Dr. Peter also presented data showing that maternal CD was a better predictor of infants’ fecal calprotectin levels than their genetic risk burden or polygenic risk score based on an array of genes. “Maternal diagnosis was, by far, a superior predictor of baby calprotectin levels than genetic predisposition, and that remained the same after adjustment for all other covariates,” Dr. Peter said.
However, she said, when they looked at babies with a polygenic risk score in the top 10%, they found that this group also had heightened fecal calprotectin levels, regardless of the mothers’ CD status, and altered microbiota composition, with some bacterial strains previously linked to IBD. “Maternal Crohn’s disease, polygenic risk score and microbiota diversity independently predicted the highest level of calprotectin during early life,” Dr. Peter explained.
Ultimately, she added, while the goal is to identify babies at increased risk who could benefit from a preventive intervention, it remains to be determined whether higher CD symptom burden, intestinal inflammation and colonization with certain microbiota early in life increase risk of future disease.

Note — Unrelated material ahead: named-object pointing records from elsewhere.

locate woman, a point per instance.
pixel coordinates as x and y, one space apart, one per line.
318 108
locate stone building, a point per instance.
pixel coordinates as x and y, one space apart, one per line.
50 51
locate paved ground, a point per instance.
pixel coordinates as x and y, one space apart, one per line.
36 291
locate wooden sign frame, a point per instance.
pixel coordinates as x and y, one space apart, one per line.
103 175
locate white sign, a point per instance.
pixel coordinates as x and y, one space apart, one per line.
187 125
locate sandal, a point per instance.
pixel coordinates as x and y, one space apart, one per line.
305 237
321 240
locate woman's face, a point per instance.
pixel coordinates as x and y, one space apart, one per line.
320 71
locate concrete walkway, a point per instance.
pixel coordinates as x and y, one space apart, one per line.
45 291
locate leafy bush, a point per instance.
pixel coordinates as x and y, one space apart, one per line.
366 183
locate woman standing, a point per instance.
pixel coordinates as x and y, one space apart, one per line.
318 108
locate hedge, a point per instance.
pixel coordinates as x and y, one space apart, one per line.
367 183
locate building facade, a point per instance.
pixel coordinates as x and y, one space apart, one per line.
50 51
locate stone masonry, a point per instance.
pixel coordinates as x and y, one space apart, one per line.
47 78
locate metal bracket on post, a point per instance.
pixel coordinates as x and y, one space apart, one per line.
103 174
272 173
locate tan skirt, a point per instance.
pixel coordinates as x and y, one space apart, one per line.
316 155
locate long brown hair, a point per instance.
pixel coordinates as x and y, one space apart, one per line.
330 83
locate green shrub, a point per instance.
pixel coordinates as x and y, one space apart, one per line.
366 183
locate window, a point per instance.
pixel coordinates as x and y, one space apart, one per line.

Lea Ann Chen, MD, who attended the session, praised the work but noted that far more research is still needed. “These are [projects] that have to be done,” said Dr. Chen, an assistant professor of medicine at Rutgers University, in New Brunswick, N.J. “It’s just so slow because you identify these babies when they’re born, and then you have to follow them for years and years, and that’s a very expensive endeavor.”
—Jim Kling
Drs. Chen and Peter reported no relevant financial disclosures.
This article is from the May 2025 print issue.